In 2017, this should no longer be the norm. It is time for transport providers to rethink on-board digital service delivery to its passengers. Yes, many transport providers have on-board Wi-Fi access – but as passengers we want the same bandwidth speed we get at home or in the office. The current delivery of on-board Wi-Fi doesn’t match these expectations or provide a level of consistent, high quality bandwidth. Too many people connecting via too few mobile masts, tunnels and embankments make the signal at best inconsistent and in many cases, non-existent. A different model is required, one that leverages an intranet to deliver digital on-board services.
Transport providers need to embrace on-board digital services
The current passenger experience on many trains and coaches remains below standard.
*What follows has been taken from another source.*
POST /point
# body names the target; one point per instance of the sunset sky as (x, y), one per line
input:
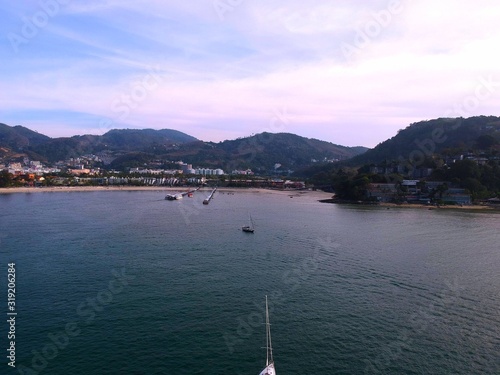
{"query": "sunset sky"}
(348, 72)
Rail providers are having a constant battle to try and stay out of the headlines, whilst at the same time investing money to improve the rail network, therefore the last thing on the boardroom agenda is to spend more money on upgrading the on-board Wi-Fi. And yet, despite the negative press coverage passenger numbers continue to rise in parallel with passenger expectations, as we demand more from rail providers to justify the ever-increasing ticket prices.
This begs the question - Is there an aspect of the passenger experience that could be improved without huge investment or rising costs?
The short answer is “Yes” – and it comes in the form of on-board digital services. Now, of course different travel providers will have different customer bases, with different content requirements. For example, regular commuters will be more interested in catching up on programmes missed the evening before, news programmes or travel updates and are less likely to want to stream movies than passengers settling in for a long journey.
Re-building the passenger relationship
On-board digital services provide transport operators with a wide range of content and genres; from kids’ animation, news, documentaries to horror and Sci-Fi, in audio, text and video formats, with or without subtitles or closed captions for the hard of hearing and nearly 200 languages from Gaelic to Pashtu. To maximise passenger engagement, content can be tailored to match the specific needs of any passenger audience.
It is time for transport providers – rail and coach – to embrace on-board digital services and improve the passenger experience. Transport companies have a real opportunity to use the latest digital solutions to improve the passenger experience and rebuild customer relationships.